Publicado em 25/08/2018 00:08

O nosso herói de hoje não poderia ser outro. Ele é o jornalista Otavio Frias Filho, diretor de redação da Folha de São Paulo por 34 anos.
Como leitor assíduo da Folha durante 40 anos, quero expressar os sentimentos de pesar à família Frias através do colunista Reinaldo Azevedo.
“Otavio Frias Filho era um dos homens mais cultos e talentosos do país. Dramaturgo de primeira, jornalista rigoroso, ensaísta ousado, era dono de uma inteligência fulgurante e de uma discrição como não se vê por estas plagas. Avesso a rapapés, a solenidades balofas, a formalismos vazios, desenvolveu, no entanto, um senso de decoro que era difícil de acompanhar.
Otavio tinha uma elegância única no trato da matéria intelectual e profissional. Sob seu comando, fez-se o maior e mais irritante jornal do país. Quando menos se espera, lá está a Folha a dar voz a quem muitos, incluindo muitos de nós, gostariam ou de silenciar ou de relegar ao oblívio. Ele riria discretamente, com lábios finos e severos, desse “oblívio”.

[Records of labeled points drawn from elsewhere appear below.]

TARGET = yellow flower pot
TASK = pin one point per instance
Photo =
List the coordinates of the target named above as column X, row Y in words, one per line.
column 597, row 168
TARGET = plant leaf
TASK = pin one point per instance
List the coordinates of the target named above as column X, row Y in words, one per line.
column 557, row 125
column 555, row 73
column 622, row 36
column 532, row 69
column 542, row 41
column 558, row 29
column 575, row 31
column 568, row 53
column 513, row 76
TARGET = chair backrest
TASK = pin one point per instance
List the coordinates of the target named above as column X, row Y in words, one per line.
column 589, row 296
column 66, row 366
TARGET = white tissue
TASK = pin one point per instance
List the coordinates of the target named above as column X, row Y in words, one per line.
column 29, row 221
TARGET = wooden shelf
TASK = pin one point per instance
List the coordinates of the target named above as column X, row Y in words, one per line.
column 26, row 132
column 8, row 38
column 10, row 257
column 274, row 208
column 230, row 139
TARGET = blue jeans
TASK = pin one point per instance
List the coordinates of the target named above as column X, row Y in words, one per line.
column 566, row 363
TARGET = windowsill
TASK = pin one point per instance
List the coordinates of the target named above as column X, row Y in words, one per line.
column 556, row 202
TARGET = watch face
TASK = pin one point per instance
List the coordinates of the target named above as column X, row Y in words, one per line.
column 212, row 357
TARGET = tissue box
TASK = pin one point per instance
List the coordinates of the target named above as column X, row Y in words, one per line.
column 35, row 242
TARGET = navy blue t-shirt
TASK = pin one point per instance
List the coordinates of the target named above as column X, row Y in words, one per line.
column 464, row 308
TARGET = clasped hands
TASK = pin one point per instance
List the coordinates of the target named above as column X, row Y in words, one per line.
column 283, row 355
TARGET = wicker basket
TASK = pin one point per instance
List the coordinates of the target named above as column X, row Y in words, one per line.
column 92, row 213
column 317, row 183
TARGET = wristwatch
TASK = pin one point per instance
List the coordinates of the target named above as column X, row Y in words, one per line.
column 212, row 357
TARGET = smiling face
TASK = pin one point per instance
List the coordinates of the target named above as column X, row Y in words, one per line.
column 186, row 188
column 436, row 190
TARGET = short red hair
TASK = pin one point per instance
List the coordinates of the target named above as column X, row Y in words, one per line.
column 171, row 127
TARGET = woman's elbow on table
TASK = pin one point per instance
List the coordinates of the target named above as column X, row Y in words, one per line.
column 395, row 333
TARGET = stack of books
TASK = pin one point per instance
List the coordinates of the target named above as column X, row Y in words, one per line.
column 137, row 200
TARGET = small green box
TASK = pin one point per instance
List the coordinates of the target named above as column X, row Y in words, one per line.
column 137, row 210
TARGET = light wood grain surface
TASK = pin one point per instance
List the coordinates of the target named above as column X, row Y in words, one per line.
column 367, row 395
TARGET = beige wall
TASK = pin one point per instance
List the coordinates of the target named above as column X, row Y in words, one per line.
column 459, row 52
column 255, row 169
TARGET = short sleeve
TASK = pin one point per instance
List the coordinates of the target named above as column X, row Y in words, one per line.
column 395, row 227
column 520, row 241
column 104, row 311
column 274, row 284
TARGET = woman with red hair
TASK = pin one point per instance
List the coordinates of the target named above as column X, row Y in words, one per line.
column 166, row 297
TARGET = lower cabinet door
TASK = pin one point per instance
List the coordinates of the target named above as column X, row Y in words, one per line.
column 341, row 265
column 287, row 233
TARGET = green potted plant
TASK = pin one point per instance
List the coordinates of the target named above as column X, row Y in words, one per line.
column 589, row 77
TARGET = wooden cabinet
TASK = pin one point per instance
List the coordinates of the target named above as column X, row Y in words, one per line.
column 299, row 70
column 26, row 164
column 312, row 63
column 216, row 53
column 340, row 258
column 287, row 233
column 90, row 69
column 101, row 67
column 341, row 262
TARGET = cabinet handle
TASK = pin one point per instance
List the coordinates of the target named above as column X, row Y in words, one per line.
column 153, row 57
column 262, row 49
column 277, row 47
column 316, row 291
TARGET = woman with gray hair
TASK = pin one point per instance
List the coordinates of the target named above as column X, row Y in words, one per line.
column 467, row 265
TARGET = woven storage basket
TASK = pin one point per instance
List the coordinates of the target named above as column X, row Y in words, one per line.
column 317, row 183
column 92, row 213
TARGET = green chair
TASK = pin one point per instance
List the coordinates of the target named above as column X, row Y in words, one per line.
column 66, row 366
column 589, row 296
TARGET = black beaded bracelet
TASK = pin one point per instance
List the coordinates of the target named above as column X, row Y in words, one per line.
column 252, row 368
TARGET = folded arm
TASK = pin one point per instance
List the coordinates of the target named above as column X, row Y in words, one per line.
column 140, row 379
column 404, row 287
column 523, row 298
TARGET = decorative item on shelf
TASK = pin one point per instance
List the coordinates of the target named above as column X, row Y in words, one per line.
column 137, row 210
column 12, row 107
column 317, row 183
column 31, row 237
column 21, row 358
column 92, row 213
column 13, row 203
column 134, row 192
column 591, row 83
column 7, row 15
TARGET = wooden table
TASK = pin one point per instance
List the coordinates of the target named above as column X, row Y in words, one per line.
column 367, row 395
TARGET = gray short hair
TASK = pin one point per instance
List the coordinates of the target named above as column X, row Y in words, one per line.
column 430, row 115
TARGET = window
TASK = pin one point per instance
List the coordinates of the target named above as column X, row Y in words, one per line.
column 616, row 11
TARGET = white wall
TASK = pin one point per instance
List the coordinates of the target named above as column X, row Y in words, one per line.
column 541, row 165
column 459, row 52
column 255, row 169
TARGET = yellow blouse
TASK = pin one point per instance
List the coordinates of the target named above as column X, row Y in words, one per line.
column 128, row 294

Otavio desenvolveu a mais aguda vista que conheci para o contraditório, para a pluralidade, para a diversidade de vozes. E isso está presente na imensa obra que construiu. E é pela obra que verdadeiramente conhecemos os homens.
Os que o amavam, os que admiravam o seu trabalho no jornal, os que apreciavam o seu rigor intelectual, bem, estes todos sabemos a falta que fará. É claro que não havia boa hora para que nos deixasse. Mas também é verdade que se vai em um de nossos piores momentos. A sua precisão e o seu rigor poderiam ser a trilha clara numa país que flerta com obscurantismos desiguais e combinados.
O Brasil merecia mais Otavio. Os bons mereciam mais Otavio. Os pulhas também.
Mas ele se vai como viveu: discreto, sem alarde, sem estrondo. E deixa uma grande obra. Honrou com sobras aquele que o antecedeu. Foi generoso ao dividir o seu talento, as suas aflições e as suas prefigurações com seus contemporâneos. E deixa, como o poeta Horário, um monumento mais duradouro do que o bronze para os que desejam honrá-lo. Tomara que, num particular ao menos, ele estivesse errado, e eu, certo. E, nesse caso, ele experimenta o Bem d’Aquele que o amou com a discrição necessária para mantê-lo por perto”.